Organized by the UD College of Engineering, the immersive experience challenges underrepresented students to embrace the schedule of a first-year master’s student both in classes and outside activities.
It is a multi-disciplinary STEM-based effort involving four colleges Agriculture and Natural Resources, Arts and Sciences, Earth, Ocean, and Environment, and Engineering and the McNair Scholars Program, which includes courses in calculus, chemistry and biochemistry, as well as modules in graduate prep, technical writing, professional etiquette and career exploration.
Over 10 campus STEM departments contributed to the program’s seminar series, briefing program participants on graduate-level opportunities within their various disciplines.

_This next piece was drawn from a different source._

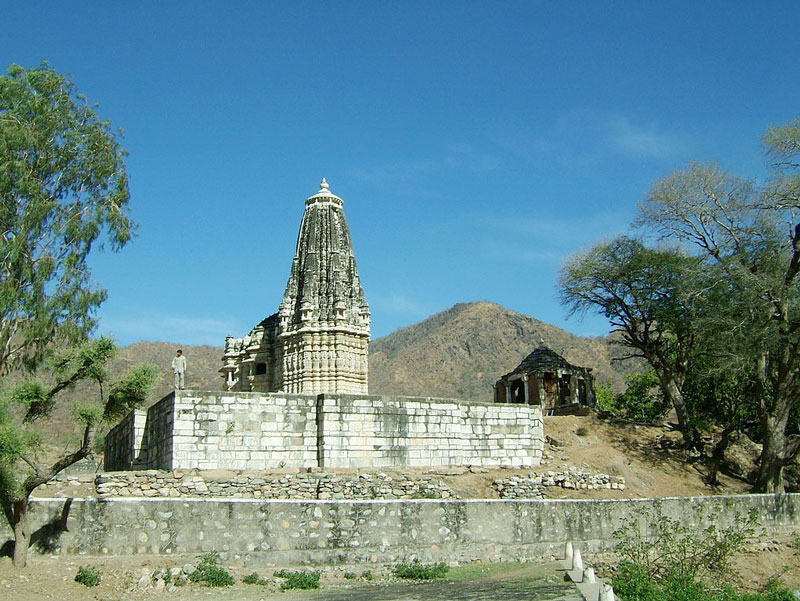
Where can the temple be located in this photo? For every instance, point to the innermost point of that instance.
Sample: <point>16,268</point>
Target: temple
<point>317,341</point>
<point>545,378</point>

Team research projects provided participants actual experience in producing PowerPoint presentations and writing research proposals, while tours of the Delaware Biotechnology Institute and the College of Earth, Ocean, and Environment’s Hugh R. Sharp Campus in Lewes, Del., highlighted many available career paths.
Prospere said she particularly appreciated the GRE preparatory class and the faculty’s view on what makes a good graduate school application. “I now understand the work ahead of me,” she said.
D'Angelo Rucker said the experience broadened his perspective on the future. “We can all go to graduate school and succeed, we just need to work hard,” said the computer information technology major at Norfolk State University.
In a new extension of the program, UD recently initiated a memorandum of understanding with EAA that will enable students who earn EAA fellowships to attend any one of UD’s four STEM colleges.
“This is a key opportunity to partner with EAA and increase the talented pool of students pursuing graduate study at the University of Delaware,” explained Vaughan.
During the program’s closing ceremony, Jamal Jackson, a rising senior at Johnson C. Smith University, expressed his gratitude to Vaughan and the other administrators and faculty involved.